Contro l’Élite Roma parte l’avventura della Magnolia di serie B

Non solo la prima squadra al vertice, a punteggio pieno, nel torneo di Techfind Serie A1. La stagione 2021/22 consegna all’universo La Molisana Magnolia Campobasso anche una formazione “cadetta”, riferimento del vivaio rossoblù che sarà impegnata nel torneo di serie B gestito dal comitato regionale laziale della Federbasket.

Nell’ambito di un raggruppamento a 16, suddiviso in due gironi di prima fase da 8, le rossoblù sono state inserite nella poule A con le abruzzesi del Roseto, le umbre della Pink Terni ed i team di Viterbo, Élite Roma (ambedue già affrontati nelle stagioni di A2), Frascati, Latina ed Aprilia (nell’altro raggruppamento, tra gli altri, trovano spazio Stella Azzurra Roma, Smit Roma, San Raffaele Roma ed Orvieto). Nel fine settimana spazio alla prima giornata con ultima di prima fase prevista il 5 febbraio.

Base dell’organico le sette giovani giocatrici – le azzurre Ashley Egwoh e Giorgia Amatori, l’ecuadoriana Blanca Quiñonez, la slovena Zala Šrot, l’argentina Federica Del Bosco, nonché Laura Del Sole e Emanuela Trozzola – che lavorano a stretto contatto con le senior della prima squadra. Accanto a loro, altri volti particolarmente promettenti (Giorgia Moffa, Ilaria Panichella, Francesca Baldassarre ed Alessia Vitali) della cantera campobassana affidati alle cure tecniche di Franco Ghilardi, assistant coach del gruppo di A1.

Per l’allenatore abruzzese alla base del gruppo impegnato in cadetteria «c’è l’entusiasmo di crescere e migliorarsi, sorprendere e sorprenderci per conoscere quali possono essere i nostri limiti ed i margini di crescita. Per queste ragazze si tratta di un’occasione di rilievo in considerazione di quello che sarà un ritorno al parquet dopo lo stop legato al Covid-19, periodo che, eccezion fatta per le squadre che hanno potuto lavorare con il gruppo di A1, non ha riservato grandi occasioni di gioco. Peraltro gli elementi presenti nel roster della massima serie avranno qui l’opportunità di avere un minutaggio più ampio e soprattutto nei momenti chiave della contesa. Per loro è necessario poter scendere in campo da protagoniste».

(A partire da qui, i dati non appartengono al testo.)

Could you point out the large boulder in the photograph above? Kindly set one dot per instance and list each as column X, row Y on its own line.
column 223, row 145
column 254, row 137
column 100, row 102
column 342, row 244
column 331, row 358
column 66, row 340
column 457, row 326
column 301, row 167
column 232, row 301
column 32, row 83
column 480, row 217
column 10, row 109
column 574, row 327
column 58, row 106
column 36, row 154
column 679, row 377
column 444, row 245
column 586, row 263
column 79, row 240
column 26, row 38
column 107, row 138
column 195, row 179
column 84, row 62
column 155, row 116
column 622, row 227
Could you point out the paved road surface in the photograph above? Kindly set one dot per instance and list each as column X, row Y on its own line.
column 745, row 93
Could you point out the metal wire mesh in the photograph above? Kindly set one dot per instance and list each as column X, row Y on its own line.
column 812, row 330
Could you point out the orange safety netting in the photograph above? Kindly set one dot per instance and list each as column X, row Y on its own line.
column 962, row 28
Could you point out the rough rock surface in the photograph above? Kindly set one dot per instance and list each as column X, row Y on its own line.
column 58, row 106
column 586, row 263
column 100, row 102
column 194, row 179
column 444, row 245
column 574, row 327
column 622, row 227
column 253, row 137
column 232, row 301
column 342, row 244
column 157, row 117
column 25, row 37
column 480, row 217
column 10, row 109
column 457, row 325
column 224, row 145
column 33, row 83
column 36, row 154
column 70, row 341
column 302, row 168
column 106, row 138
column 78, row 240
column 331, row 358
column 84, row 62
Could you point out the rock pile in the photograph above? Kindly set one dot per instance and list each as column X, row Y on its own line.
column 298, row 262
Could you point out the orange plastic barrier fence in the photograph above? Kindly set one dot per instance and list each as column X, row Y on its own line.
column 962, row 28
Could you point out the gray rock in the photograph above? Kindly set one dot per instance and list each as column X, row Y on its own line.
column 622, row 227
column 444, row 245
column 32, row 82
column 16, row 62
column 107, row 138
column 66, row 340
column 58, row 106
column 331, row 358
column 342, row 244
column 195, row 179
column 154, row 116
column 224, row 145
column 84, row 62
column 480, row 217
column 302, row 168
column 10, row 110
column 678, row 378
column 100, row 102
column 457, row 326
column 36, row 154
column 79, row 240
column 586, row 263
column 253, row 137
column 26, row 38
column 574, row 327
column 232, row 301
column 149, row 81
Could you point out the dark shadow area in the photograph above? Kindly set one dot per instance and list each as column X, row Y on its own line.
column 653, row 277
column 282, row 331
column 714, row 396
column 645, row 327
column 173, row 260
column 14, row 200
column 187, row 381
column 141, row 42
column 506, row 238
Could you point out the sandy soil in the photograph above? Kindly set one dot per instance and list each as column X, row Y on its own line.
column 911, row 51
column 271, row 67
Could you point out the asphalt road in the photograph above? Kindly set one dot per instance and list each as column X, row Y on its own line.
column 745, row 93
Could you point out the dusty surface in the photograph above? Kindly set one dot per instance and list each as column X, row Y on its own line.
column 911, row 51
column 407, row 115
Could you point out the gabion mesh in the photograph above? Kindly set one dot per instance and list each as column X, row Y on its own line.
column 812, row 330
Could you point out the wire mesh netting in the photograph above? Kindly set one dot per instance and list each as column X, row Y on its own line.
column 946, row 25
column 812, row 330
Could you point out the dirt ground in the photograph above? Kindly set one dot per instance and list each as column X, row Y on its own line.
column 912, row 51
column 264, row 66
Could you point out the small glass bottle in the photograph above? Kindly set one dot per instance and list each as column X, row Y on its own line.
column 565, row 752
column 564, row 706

Scorgendo i competitor di questa stagione, Ghilardi non può non rilevare come «siamo all’interno di un torneo molto valido con all’interno formazioni impegnate in un reclutamento giovanile di rilievo con tanto di tricolori conquistati, e penso alla Stella Azzura Roma o al Basket Roma, ed altri club con organici strutturati per questo torneo con l’obiettivo puntato magari su un salto verso l’A2. Per noi l’obiettivo principale risiederà nel confronto con tutti questi club con l’opportunità unica di crescita offerta alle nostre ragazze nell’essere in un torneo di assoluto livello tecnico in cui tra l’altro si gioca una bella pallacanestro».

Questo girone di prima fase, tra l’altro, rappresenterà una sorta di trampolino per quelli che saranno i playoff. Tema cui il trainer rossoblù si accosta con deferenza. «L’intento – ribadisce – è sì quello di provare ad arrivare il più in alto possibile, ma la prima partita di queste ragazze è dentro di loro nella volontà di riuscire a portare in partita il lavoro continuo fatto in allenamento». Magari a partire da sabato pomeriggio quando – con palla a due alle ore 18 ed arbitri la pontina Berardo ed il capitolino Collura – le magnolie saranno ospiti dell’Élite Roma per un match che riporta alla mente tanti ricordi ed alcune delle pagine più belle nella giovane storia dei fiori d’acciaio.

Per i #fiorellinidacciaio, poi, ci saranno l’esordio interno all’Arena (sabato 30 ottobre alle ore 17) contro Viterbo e ancora Terni (andata in Umbria), Roseto (prima in Molise), Frascati (a completare un doppio turno interno consecutivo) e, infine, il ciclo pontino con Aprilia in esterna e Latina in casa al giro di boa (il 4 dicembre) con l’ultima che sarà in esterna e poi spazio agli incroci con il girone B per quella che potrà essere la seconda fase. Infine Ghilardi dà anche una sintesi del momento di rilievo della prima squadra. «L’attuale primato – chiosa – è figlio del lavoro comune di tutte le componenti (staff tecnico, dirigenziale e roster) in ogni ruolo. Alle spalle, infatti, c’è un grande lavoro d’équipe che, passo dopo passo, punta al miglioramento assoluto votato ad un’unica direzione di percorso».